After that we moved across the street in to a nice unfinished house, where we were also going to help him finish his house and do lots of work around the yard. I liked that place better. At least we had a nice bathroom and didn't have to sleep with the saddles. At this point (13 years old) I had accepted that I wasn't going to be inviting any friends over for fun little sleep overs, so it didn't really matter that carpet remnants were all over the house and everywhere else was just concrete. We lived there for a while and I'm not really sure what we did to the house. But eventually, he got tired of us and we had to move again.

Then came the best of the best. We moved out into a trailer in the dessert accross the street from Roger and Kady. There was no running water or electricity for the first month or so. I basically sponge bathed during that time. Now I know why I didn't have any boyfriends. Hahaha, that wouldn't have been allowed even if the boys were all over me.

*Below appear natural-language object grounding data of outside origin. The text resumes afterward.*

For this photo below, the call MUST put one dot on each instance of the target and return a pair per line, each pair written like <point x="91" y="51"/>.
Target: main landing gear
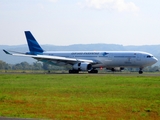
<point x="77" y="71"/>
<point x="140" y="71"/>
<point x="93" y="71"/>
<point x="73" y="71"/>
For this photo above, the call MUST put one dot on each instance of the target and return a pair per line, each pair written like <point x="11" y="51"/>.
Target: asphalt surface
<point x="5" y="118"/>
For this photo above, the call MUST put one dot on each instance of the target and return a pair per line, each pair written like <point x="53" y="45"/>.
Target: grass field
<point x="80" y="96"/>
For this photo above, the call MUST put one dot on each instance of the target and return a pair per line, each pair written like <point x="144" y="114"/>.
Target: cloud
<point x="117" y="5"/>
<point x="53" y="0"/>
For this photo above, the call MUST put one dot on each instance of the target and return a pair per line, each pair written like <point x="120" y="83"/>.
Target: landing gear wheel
<point x="73" y="71"/>
<point x="140" y="72"/>
<point x="93" y="71"/>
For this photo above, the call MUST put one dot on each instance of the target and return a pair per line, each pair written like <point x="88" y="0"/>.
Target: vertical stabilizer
<point x="33" y="45"/>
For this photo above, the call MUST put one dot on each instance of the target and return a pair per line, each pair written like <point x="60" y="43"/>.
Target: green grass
<point x="80" y="96"/>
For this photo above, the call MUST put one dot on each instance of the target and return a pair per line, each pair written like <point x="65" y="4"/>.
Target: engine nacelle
<point x="116" y="69"/>
<point x="82" y="66"/>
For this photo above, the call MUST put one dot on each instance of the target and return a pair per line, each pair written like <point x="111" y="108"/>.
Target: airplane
<point x="87" y="60"/>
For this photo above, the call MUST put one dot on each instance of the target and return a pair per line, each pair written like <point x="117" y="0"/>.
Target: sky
<point x="67" y="22"/>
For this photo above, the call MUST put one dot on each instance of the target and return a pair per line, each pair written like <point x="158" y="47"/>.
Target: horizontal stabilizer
<point x="33" y="45"/>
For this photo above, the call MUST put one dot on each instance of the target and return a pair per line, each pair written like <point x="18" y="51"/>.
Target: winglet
<point x="7" y="52"/>
<point x="33" y="45"/>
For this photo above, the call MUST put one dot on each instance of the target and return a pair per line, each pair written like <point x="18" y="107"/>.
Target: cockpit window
<point x="149" y="56"/>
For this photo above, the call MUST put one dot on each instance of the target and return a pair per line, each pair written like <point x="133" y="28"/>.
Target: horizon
<point x="62" y="23"/>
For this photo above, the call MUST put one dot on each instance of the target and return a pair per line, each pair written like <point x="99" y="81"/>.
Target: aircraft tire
<point x="140" y="72"/>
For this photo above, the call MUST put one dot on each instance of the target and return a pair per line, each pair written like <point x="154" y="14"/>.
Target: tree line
<point x="27" y="66"/>
<point x="46" y="66"/>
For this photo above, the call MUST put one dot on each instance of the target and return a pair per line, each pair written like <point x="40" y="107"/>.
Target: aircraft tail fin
<point x="33" y="45"/>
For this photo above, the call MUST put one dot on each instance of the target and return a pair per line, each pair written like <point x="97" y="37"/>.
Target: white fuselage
<point x="109" y="59"/>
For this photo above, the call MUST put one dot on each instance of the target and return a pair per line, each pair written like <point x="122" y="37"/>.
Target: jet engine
<point x="82" y="66"/>
<point x="115" y="69"/>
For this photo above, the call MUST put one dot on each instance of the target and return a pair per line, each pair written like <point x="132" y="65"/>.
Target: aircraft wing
<point x="52" y="58"/>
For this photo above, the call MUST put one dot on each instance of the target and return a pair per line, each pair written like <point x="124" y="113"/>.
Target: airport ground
<point x="113" y="96"/>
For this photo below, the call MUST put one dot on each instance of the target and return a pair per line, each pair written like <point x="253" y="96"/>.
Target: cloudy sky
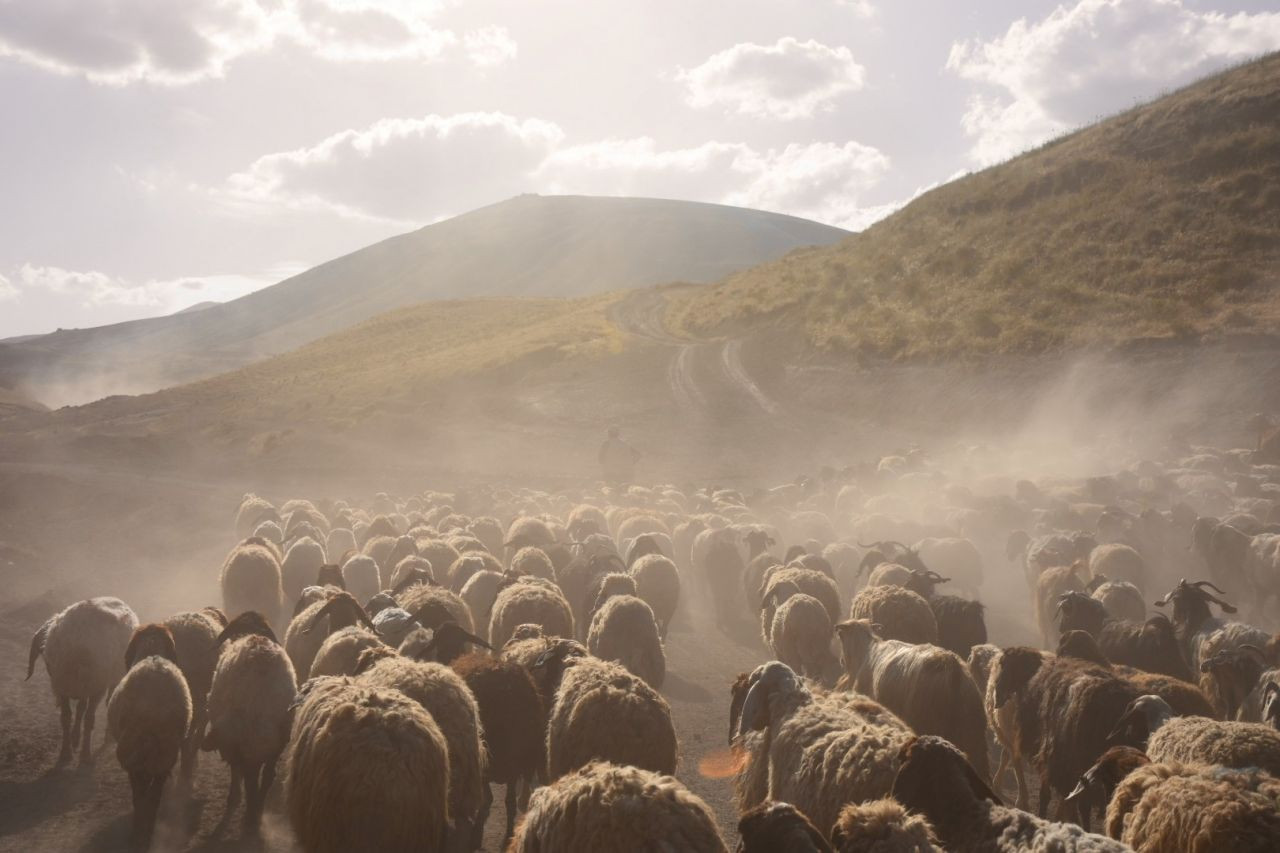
<point x="155" y="154"/>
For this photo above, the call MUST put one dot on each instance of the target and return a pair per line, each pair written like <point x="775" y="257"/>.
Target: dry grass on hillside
<point x="1160" y="223"/>
<point x="396" y="357"/>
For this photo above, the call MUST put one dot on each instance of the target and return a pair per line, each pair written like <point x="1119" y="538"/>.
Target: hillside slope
<point x="1160" y="223"/>
<point x="557" y="246"/>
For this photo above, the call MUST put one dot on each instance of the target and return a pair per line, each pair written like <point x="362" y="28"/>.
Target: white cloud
<point x="405" y="170"/>
<point x="1091" y="59"/>
<point x="819" y="181"/>
<point x="92" y="288"/>
<point x="489" y="46"/>
<point x="787" y="80"/>
<point x="183" y="41"/>
<point x="860" y="8"/>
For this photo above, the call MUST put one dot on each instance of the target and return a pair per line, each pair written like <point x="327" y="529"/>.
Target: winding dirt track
<point x="707" y="378"/>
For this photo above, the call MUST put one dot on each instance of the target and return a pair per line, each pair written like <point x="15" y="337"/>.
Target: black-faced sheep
<point x="603" y="712"/>
<point x="1148" y="721"/>
<point x="778" y="826"/>
<point x="817" y="755"/>
<point x="609" y="808"/>
<point x="449" y="701"/>
<point x="368" y="770"/>
<point x="1151" y="646"/>
<point x="530" y="601"/>
<point x="250" y="580"/>
<point x="901" y="614"/>
<point x="1196" y="810"/>
<point x="248" y="708"/>
<point x="150" y="717"/>
<point x="658" y="583"/>
<point x="935" y="780"/>
<point x="625" y="630"/>
<point x="83" y="648"/>
<point x="928" y="687"/>
<point x="513" y="723"/>
<point x="882" y="826"/>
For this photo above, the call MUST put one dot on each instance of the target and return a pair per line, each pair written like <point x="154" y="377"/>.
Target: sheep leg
<point x="512" y="787"/>
<point x="481" y="816"/>
<point x="90" y="712"/>
<point x="233" y="793"/>
<point x="64" y="710"/>
<point x="251" y="797"/>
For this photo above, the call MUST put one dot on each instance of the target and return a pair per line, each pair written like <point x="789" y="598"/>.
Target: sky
<point x="158" y="154"/>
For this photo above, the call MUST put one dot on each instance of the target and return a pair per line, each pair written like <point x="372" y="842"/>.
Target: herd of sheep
<point x="405" y="656"/>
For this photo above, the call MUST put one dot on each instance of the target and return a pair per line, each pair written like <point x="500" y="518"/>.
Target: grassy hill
<point x="529" y="246"/>
<point x="1161" y="223"/>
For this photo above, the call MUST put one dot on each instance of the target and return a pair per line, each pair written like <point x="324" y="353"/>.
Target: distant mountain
<point x="538" y="246"/>
<point x="1161" y="223"/>
<point x="197" y="306"/>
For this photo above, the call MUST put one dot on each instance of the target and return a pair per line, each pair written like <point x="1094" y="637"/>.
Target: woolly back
<point x="368" y="770"/>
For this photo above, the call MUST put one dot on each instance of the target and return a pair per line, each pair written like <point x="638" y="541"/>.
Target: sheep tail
<point x="37" y="647"/>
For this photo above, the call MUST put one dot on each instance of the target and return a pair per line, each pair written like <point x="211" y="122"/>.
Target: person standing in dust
<point x="617" y="459"/>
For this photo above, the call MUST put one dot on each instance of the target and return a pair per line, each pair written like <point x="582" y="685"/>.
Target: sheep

Lilly and I used to talk and wonder what in the heck our Mother was doing putting up with the stuff that she did from Father. These are the years that formulated my NEED for good plumbing and in the back of my mind I think if my husband moves me into a trailer with no running water and electricity I have premade the decision to run the other way. lol

I have to say though, that I was the happiest girl in the world when my Father bought me a Datson 210 with the passenger side door crushed in. It was my escape vehicle. I was truely grateful for that car. I don't think I ever thought for a second about the dent. I just knew it was my transportation away from my trailer in the dessert.

Anyway, it's funny how in some ways I strive to be like my Mother and in other ways, I pray that I'm never like her. I value her spiritual side so much, but then am puzzled by her lack of courage in other areas.

I am going to strive to be more truthful to myself. Even if it means communicating uncomfortable issues in my relationships.